Non ce ne siamo accorti. Ci è passata sotto gli occhi, ma non l’abbiamo vista, o forse abbiamo preferito chiudere gli occhi. Nel turbinio quotidiano di formazioni, moduli e discussioni tattiche, ci culliamo spesso nell’illusione che il calcio sia rimasto quello che ci faceva battere forte il cuore da bambini. Leggendo una profondissima analisi di Dario Ceccarelli sulle colonne de Il Sole 24 Ore, che prende a sua volta spunto dal saggio “Il Neocalcio” dei colleghi Bruno Bartolozzi ed Enrico Currò, emerge una realtà ineludibile: il business, la globalizzazione e la grande finanza hanno riscritto per sempre il DNA di questo sport.
Ceccarelli ha il merito di gettare acqua gelida sulle nostre illusioni romantiche. Quell’Europeo del 2021 che ci ha dolcemente ingannato, o i gol spettacolari che vediamo ogni fine settimana, servono solo a mascherare una mutazione genetica strutturale. Il calcio dei presidenti-mecenati, del “bomber che deve solo segnare”, della bottiglietta d’acqua passata dal massaggiatore al posto del cooling break cronometrato, è un reperto archeologico. Oggi parliamo di fondi di investimento, di asset finanziari, di player trading spietato e di un sistema che, nel bene e nel male, obbedisce a logiche del tutto nuove.
L’ILLUSIONE DEL PASSATO E IL MONDIALE “EXTRA-LARGE”
Il pezzo de Il Sole 24 Ore parte da un’osservazione acuta sui Mondiali americani a 48 squadre, una manifestazione ipertrofica che stiamo vivendo e raccontando proprio in queste settimane. Come sanno i lettori più affezionati di questo blog, con la nostra rubrica estiva Storie Mondiali stiamo analizzando da vicino il percorso di nazionali un tempo considerate “esotiche”, dall’Uzbekistan a Curaçao, fino all’entusiasmo dei tifosi di Capo Verde in delirio per il passaggio ai sedicesimi. Questa espansione, se da un lato offre favole calcistiche inedite, dall’altro risponde a una logica di massimizzazione degli introiti voluta dalla FIFA.
Ed è guardando alle sedi di questo Mondiale 2026 che capiamo la portata del fenomeno. Impianti colossali come l’AT&T Stadium di Dallas, scelti non solo per la capienza ma per la capacità di generare ricavi ancillari inimmaginabili per le arene europee del Novecento. È il trionfo dello sport-entertainment americano che colonizza il Vecchio Continente e le sue tradizioni. Non si tratta solo di allargare il torneo, ma di trasformare ogni partita in un Super Bowl, in un evento globale che prescinde quasi dall’aspetto prettamente sportivo.
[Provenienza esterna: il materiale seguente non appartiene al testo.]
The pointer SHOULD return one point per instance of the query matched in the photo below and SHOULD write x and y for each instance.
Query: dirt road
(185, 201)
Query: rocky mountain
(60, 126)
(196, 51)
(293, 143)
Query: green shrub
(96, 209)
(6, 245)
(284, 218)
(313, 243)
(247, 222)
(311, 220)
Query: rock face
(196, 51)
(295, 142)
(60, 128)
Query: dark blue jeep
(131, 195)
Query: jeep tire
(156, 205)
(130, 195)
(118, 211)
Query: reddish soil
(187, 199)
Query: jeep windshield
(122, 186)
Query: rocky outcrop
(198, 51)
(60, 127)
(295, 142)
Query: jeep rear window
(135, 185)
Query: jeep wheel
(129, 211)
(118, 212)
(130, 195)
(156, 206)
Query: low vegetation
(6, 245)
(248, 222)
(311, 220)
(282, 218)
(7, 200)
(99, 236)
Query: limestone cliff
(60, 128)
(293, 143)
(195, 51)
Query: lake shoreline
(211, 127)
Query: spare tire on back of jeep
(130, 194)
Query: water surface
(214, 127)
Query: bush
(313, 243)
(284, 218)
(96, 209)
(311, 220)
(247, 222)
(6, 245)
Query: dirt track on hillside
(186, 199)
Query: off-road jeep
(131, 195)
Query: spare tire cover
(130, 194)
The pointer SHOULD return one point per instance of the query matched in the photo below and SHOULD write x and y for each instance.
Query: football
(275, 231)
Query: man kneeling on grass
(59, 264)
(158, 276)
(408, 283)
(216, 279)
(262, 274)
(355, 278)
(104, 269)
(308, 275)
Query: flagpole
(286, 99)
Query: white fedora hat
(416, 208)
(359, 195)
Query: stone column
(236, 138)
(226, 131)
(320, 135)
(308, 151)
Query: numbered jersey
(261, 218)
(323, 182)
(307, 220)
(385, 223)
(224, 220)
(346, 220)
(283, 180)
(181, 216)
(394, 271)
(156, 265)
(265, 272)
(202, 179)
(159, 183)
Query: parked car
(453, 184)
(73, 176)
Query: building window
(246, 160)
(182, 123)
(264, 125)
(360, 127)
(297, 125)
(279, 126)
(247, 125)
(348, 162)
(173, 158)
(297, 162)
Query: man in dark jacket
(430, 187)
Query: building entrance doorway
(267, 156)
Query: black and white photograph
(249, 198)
STADI “NON-LUOGHI”: IL TIFOSO VS IL TURISTA
Uno dei passaggi più incisivi dell’articolo di Ceccarelli riguarda la trasformazione degli stadi. I templi del tifo si stanno trasformando in spazi asettici, “non-luoghi” privi di memoria dove l’unica cosa che conta è il merchandising, la corporate hospitality e le salette per i VIP. L’esempio di San Siro, considerato “non adeguato” per gli Europei 2032 nonostante la sua storia gloriosa, è emblematico.
“A farne le spese, naturalmente, è il tifoso tradizionale, quello che andava a tifare i suoi beniamini con il figlio, sciarpa e bandiera. Anche lui è diventato reperto del passato, un ex protagonista di una coreografia andata in disuso.” (Dario Ceccarelli – Il Sole 24 Ore)
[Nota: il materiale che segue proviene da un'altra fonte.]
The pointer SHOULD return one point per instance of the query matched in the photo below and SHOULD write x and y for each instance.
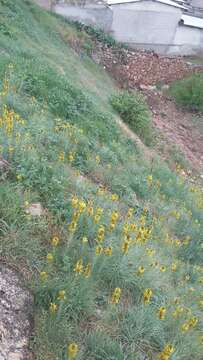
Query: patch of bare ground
(16, 305)
(176, 127)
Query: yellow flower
(108, 251)
(98, 250)
(72, 227)
(101, 233)
(50, 257)
(99, 211)
(193, 322)
(150, 179)
(72, 351)
(43, 275)
(61, 156)
(114, 197)
(62, 295)
(162, 313)
(173, 267)
(53, 307)
(141, 270)
(90, 211)
(125, 246)
(74, 202)
(82, 206)
(162, 268)
(84, 240)
(114, 216)
(87, 271)
(166, 353)
(150, 252)
(147, 295)
(115, 298)
(130, 212)
(55, 241)
(71, 156)
(79, 267)
(19, 177)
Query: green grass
(60, 135)
(189, 92)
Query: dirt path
(177, 128)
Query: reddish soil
(177, 128)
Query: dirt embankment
(134, 68)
E a Milano la tendenza è già realtà: una percentuale considerevole degli spettatori è composta da turisti stranieri che vivono la partita come un’attrazione da inserire nel tour della città. Dobbiamo chiederci, con onestà intellettuale, se questo processo non stia inesorabilmente investendo anche Napoli. Certo, il calore della nostra piazza resta un unicum in Europa, ma l’impatto della globalizzazione sulla Serie A impone a tutti i club di inseguire queste logiche di ricavo se vogliono sopravvivere ai vertici. L’esigenza di avere uno stadio moderno, orientato al business ed ecologicamente all’avanguardia (un tema caro anche nell’edilizia residenziale odierna), è diventata il dogma calcistico indiscusso.
IL NAPOLI, IL “COSTO DEL LAVORO ALLARGATO” E LA NECESSITÀ DEL PLAYER TRADING
Qui sul blog amiamo analizzare le dinamiche con rigore, con quello stile analitico che spesso rintracciamo più nella stampa britannica che in quella italiana. E proprio agganciandoci alle riflessioni di Ceccarelli, dobbiamo guardare in casa nostra.
Noi tifosi napoletani abbiamo il dovere della memoria storica. Non dobbiamo mai dimenticare l’onta del nostro fallimento storico, arrivato in quel drammatico 2004. Quella cicatrice ci ricorda ogni giorno che la sostenibilità economica non è una vuota parola da aziendalisti, ma l’unica garanzia di sopravvivenza del club. Oggi, la bussola per navigare in queste acque turbolente si chiama CLA (Costo del Lavoro Allargato).
Il rispetto rigido dei parametri finanziari e del tetto ingaggi-ammortamenti è ciò che detta il mercato. In quest’ottica, la politica del club è chiara e inevitabile: il Napoli deve ciclicamente cedere i suoi pezzi migliori. Quando arrivano offerte monstre dai top club europei o da mercati con disponibilità illimitate, la cessione dei campioni più rappresentativi non è una mancanza di ambizione, ma una mossa strutturale. È la benzina che permette al motore di continuare a girare. Trattenere a forza giocatori che pretendono ingaggi fuori dai parametri azzurri significherebbe affossare il bilancio. Il player trading spietato è il prezzo da pagare per rimanere competitivi ad alti livelli senza indebitarsi. Si vende a tanto, si reinveste con intelligenza scovando nuovi talenti: è l’unica via del “Neocalcio” per chi non ha alle spalle fondi sovrani.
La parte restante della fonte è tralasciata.